Cuento esta historia de caudillos enemistados a muerte con la democracia, porque ayuda a explicar la ola represiva que sufre Nicaragua, con prácticamente todos los posibles aspirantes a ganarle una elección a Ortega, y otros destacados dirigentes políticos, periodistas y empresarios, presos en celdas de aislamiento. Las elecciones de noviembre sólo serán una gran payasada trágica porque si hay algún contendiente, será un “candidato de zacate”.
El modelo dictatorial es el mismo del pasado que no deja de repetirse. El caudillo que se considera eterno persigue y encarcela oponentes, así sean sus propio viejos compañeros de armas. Dora María Téllez, la heroína de la toma del Palacio Nacional en 1978, el comandante Hugo Torres, quien sacó a Ortega de la cárcel.

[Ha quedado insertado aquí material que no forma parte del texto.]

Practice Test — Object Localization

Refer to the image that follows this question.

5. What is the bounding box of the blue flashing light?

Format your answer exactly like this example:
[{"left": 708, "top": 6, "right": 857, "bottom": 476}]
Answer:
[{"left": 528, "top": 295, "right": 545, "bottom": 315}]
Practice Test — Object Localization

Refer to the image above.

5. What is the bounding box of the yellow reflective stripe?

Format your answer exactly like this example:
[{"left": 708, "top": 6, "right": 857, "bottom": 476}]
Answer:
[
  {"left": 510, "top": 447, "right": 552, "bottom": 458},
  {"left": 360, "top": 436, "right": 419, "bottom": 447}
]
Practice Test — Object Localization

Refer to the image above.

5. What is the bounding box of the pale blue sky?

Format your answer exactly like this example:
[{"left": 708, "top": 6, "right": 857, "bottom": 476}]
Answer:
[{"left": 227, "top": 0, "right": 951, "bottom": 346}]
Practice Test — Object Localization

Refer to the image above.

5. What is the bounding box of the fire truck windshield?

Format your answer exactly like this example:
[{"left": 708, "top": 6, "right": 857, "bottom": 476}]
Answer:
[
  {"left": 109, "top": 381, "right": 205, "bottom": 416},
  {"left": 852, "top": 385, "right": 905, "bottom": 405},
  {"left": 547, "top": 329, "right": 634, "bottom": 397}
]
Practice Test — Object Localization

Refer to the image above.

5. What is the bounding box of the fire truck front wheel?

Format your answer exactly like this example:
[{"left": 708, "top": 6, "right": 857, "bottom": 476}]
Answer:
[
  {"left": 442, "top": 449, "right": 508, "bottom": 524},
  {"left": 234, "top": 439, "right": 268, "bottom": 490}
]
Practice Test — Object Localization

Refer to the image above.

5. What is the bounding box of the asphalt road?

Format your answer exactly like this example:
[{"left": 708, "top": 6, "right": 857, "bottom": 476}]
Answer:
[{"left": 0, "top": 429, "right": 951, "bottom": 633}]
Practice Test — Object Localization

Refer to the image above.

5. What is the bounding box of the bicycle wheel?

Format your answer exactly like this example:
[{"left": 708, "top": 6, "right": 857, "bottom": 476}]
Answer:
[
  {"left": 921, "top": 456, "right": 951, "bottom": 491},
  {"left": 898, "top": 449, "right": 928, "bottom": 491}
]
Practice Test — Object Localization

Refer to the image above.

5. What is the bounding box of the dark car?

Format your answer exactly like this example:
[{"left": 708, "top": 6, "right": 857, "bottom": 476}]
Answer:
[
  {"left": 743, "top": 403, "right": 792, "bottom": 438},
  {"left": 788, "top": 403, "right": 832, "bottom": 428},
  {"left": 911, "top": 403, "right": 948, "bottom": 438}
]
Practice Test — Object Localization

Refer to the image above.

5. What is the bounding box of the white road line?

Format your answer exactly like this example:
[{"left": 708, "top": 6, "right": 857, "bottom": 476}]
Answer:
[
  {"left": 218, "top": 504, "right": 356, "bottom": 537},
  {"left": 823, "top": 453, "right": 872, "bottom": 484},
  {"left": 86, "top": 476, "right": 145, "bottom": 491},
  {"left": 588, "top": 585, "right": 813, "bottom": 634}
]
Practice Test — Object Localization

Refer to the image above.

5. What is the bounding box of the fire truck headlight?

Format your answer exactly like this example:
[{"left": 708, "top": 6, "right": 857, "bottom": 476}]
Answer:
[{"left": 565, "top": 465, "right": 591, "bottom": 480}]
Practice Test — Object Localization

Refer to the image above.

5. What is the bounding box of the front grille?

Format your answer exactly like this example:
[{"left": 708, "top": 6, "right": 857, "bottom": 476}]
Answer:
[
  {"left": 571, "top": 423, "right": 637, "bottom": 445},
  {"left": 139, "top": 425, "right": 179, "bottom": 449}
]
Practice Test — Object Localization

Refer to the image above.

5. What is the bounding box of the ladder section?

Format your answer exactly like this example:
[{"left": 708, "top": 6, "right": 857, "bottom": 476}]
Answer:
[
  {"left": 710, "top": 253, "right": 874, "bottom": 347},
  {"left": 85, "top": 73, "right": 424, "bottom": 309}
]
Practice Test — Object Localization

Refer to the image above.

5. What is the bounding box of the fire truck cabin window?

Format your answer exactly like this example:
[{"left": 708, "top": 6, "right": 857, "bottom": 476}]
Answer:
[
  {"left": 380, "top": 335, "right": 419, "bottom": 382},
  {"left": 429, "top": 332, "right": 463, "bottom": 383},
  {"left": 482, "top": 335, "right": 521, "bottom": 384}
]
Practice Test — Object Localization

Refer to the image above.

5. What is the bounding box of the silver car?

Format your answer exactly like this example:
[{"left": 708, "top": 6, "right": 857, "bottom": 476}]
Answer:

En 2018 la gente salió a demandar, sin armas, el fin de este ciclo trágico, y el resultado fue una terrible mortandad. Hoy, está prohibido salir a la calle y agitar una bandera de Nicaragua. En una campaña electoral como en cualquier otra parte del mundo, la gente volvería a marchar con sus banderas, y eso se vuelve intolerable para el régimen.
En una campaña electoral normal, ningún medio de comunicación debería estar silenciado, como ahora en Nicaragua, donde la mitad de los periodistas independientes han sido forzados al exilio, y otros están presos, mientras no pocos ejercen desde las redes sociales es un periodismo de las catacumbas.
Hay en América Latina una izquierda anquilosada en la guerra fría, que cree que Ortega representa valores revolucionarios. Ya no hay más causa idealista en Nicaragua. Las leyes represivas que sirven al estado para perseguir y encarcelar como traidores a la patria a todos los que se oponen a la reelección de Ortega, bien pudieron haber sido promulgadas por el Generalísimo Franco. De aquella revolución, sólo queda el olor de un cadáver descompuesto.
La escogencia en Nicaragua no es entre izquierda y derecha, sino entre dictadura y democracia.